Before we dive into this post, I want to make it clear that I consider myself a lifelong student of good writing. There’s always so much more to learn, and it’s my belief that good writing truly takes a lifetime to master. So this post is less a how-to from me, and more a study on good writing based on some historically-significant writers.
Since I’m an avid blogger and reader I pay special attention to written words, whether these words are online, in magazines, or on the back of a cereal box. I take special pleasure in breaking down different writing styles and admiring especially good ones. The awesome thing about writing is that it’s never static – it’s a constant process of improvement and every additional bit of knowledge goes a long way in evolving my own style. In the past several years alone I’ve already noticed some subtle (and some not-so-subtle) changes to my writing style, so who’s to say my writing won’t continue to evolve in the next five, ten, twenty-plus years?
About a week ago I came across an amazing quote by the late Gary Provost on good writing, which I’ll share here. I think it’s one of the best pieces of writing advice I’ve seen, particularly on the art of flow:
“This sentence has five words. Here are five more words. Five-word sentences are fine. But several together become monotonous. Listen to what is happening. The writing is getting boring. The sound of it drones. It’s like a stuck record. The ear demands some variety. Now listen. I vary the sentence length, and I create music. Music. The writing sings. It has a pleasant rhythm, a lilt, a harmony. I use short sentences. And I use sentences of medium length. And sometimes, when I am certain the reader is rested, I will engage him with a sentence of considerable length, a sentence that burns with energy and builds with all the impetus of a crescendo, the roll of the drums, the crash of the cymbals–sounds that say listen to this, it is important.”

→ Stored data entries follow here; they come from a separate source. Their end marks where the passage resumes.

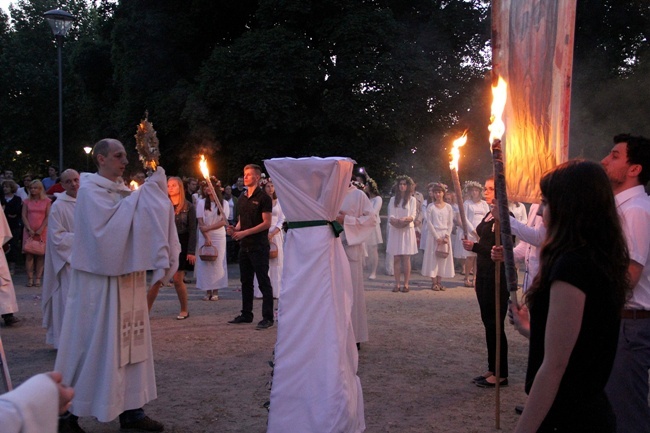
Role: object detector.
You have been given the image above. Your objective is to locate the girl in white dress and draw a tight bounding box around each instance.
[386,175,418,292]
[364,178,382,280]
[462,181,489,287]
[253,178,285,298]
[195,180,229,300]
[421,183,455,290]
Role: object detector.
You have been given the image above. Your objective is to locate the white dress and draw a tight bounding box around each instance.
[195,198,229,291]
[459,199,489,258]
[451,203,464,259]
[0,211,18,317]
[419,199,431,251]
[421,203,455,278]
[254,200,285,298]
[386,196,418,256]
[366,195,383,246]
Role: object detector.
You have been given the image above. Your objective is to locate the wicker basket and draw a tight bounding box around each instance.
[269,240,278,259]
[199,244,218,261]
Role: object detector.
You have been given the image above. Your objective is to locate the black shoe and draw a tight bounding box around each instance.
[475,377,508,388]
[120,415,164,432]
[3,315,20,326]
[515,405,524,415]
[472,374,492,383]
[228,315,253,324]
[59,415,86,433]
[256,319,274,330]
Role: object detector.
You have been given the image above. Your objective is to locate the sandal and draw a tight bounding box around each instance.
[26,280,33,287]
[439,285,446,291]
[431,283,440,291]
[464,279,473,288]
[202,295,212,301]
[34,279,41,287]
[392,286,400,293]
[176,312,190,320]
[402,285,410,293]
[209,295,219,301]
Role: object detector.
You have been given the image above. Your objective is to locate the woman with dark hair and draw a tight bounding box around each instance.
[511,160,629,433]
[462,176,511,388]
[195,178,229,301]
[2,179,22,274]
[386,175,418,292]
[147,177,197,319]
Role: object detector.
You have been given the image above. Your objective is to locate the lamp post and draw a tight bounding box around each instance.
[44,9,74,172]
[83,146,92,172]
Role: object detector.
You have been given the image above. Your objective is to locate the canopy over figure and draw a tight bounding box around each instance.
[265,157,365,433]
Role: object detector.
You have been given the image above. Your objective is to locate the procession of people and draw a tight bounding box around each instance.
[1,133,650,433]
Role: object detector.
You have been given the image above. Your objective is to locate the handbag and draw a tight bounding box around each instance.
[24,235,45,256]
[269,240,278,259]
[435,242,449,259]
[198,244,218,261]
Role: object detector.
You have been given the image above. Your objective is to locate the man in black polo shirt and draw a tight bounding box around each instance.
[227,164,274,329]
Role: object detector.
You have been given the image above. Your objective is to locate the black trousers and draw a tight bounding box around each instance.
[239,247,274,321]
[475,271,509,377]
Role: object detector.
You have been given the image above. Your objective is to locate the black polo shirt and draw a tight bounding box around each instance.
[237,186,273,251]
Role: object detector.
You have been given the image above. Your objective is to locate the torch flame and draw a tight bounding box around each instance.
[129,180,139,191]
[199,154,209,180]
[488,76,508,143]
[449,132,468,171]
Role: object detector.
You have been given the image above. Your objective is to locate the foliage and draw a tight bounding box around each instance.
[0,0,648,189]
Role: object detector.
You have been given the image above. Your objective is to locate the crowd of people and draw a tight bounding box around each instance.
[1,133,650,433]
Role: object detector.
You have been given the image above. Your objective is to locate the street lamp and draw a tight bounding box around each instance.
[44,9,74,172]
[83,146,92,172]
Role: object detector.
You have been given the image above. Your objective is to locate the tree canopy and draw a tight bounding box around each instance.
[0,0,647,189]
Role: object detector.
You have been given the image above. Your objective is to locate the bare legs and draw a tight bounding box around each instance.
[367,244,379,279]
[393,254,412,292]
[147,271,189,317]
[24,254,44,286]
[173,271,189,316]
[464,256,476,287]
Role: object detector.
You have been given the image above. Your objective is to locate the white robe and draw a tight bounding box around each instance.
[254,200,285,298]
[421,203,455,278]
[195,199,229,291]
[54,169,180,422]
[266,157,365,433]
[42,192,76,348]
[0,373,59,433]
[341,187,377,344]
[0,211,17,316]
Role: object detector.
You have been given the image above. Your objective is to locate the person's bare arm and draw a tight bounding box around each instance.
[231,212,272,241]
[514,281,585,433]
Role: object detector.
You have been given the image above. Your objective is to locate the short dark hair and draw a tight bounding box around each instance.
[614,134,650,186]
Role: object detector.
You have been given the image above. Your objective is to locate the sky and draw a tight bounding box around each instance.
[0,1,12,14]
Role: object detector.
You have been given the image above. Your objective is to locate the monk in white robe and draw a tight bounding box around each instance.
[42,169,79,348]
[337,184,377,345]
[55,139,179,432]
[0,210,18,326]
[0,372,72,433]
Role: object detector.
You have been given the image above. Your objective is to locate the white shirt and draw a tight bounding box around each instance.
[616,185,650,310]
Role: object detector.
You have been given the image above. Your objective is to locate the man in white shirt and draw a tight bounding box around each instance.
[602,133,650,433]
[55,139,179,433]
[42,169,79,348]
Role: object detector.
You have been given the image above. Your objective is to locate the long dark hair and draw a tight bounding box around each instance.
[201,177,224,215]
[393,175,414,208]
[527,160,630,311]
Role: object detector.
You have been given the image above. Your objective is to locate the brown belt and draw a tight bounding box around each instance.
[621,309,650,319]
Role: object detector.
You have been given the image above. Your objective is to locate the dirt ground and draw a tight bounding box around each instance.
[1,252,529,433]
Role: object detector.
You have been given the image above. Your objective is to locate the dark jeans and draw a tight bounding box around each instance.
[475,273,509,377]
[239,247,274,321]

Every time I read this passage, I’m amazed by how well-written and true it is!
Another great piece I’d highly recommend is George Orwell’s essay “Politics and the English Language,” which I vividly remember reading in high school (thanks to our AP Lang teacher Mr. Ryan). I love Orwell’s style, which is clean, minimalist, and very effective. Even more impressive are his observations of how language can be distorted in politics – many of his examples of then-events are eerily familiar in today’s context.
Great writing takes a lifetime to master, but every step takes us closer to that sort of perfection.